Winter Olympics appearances (overview)
- 1992; 1994; 1998; 2002; 2006; 2010; 2014; 2018; 2022; 2026;

= Brazil at the 1994 Winter Olympics =

Brazil sent a delegation to compete at the 1994 Winter Olympics in Lillehammer, Norway from 12–27 February 1994. This was Brazil's second time competing at a Winter Olympic Games, following their debut two years prior. Lothar Christian Munder, who had been part of the delegation to those Olympics was the only athlete sent by Brazil to Lillehammer. In his only event, the downhill, he came in 50th place.

==Background==
The Brazilian Olympic Committee was recognized by the International Olympic Committee (IOC) on 1 January 1935, 21 years after its creation. Brazil first joined Olympic Competition at the 1900 Summer Olympics, and made their first Winter Olympics appearance in 1992. Therefore the 1994 Winter Olympics were their second appearance at a Winter Olympic Games. The 1994 Winter Olympics were held from 12–27 February 1994; a total of 1,737 athletes representing 67 National Olympic Committees took part. These 1994 Games were the only Winter Olympics to be held two years after the prior Olympics, as the IOC desired a schedule where Summer and Winter Olympics would no longer be held in the same year. Lothar Christian Munder was the only athlete sent by Brazil to Lillehammer. He was also selected as the flag bearer for the opening ceremony.

==Competitors==
The following is the list of number of competitors in the Games.

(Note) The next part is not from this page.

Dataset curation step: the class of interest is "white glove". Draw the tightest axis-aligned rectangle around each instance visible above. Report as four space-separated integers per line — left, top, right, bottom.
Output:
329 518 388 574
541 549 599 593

| Sport | Men | Women | Total |
|---|---|---|---|
| Alpine skiing | 1 | 0 | 1 |
| Total | 1 | 0 | 1 |

==Alpine skiing==

Lothar Christian Munder was 31 years old at the time of the Lillehammer Olympics, and was making his second Olympic appearance, after the 1992 Winter Olympics. On 13 February, he took part in the men's downhill. He finished the race in a time of 1 minute and 56.48 seconds, which put him in 50th and last place among classified finishers. The gold medal was won by Tommy Moe of the United States in a time of 1 minute and 45.75 seconds, the silver was won by Norwegian Kjetil André Aamodt a mere four one-hundredths of a second behind Moe, and the bronze was taken by Canadian Ed Podivinsky.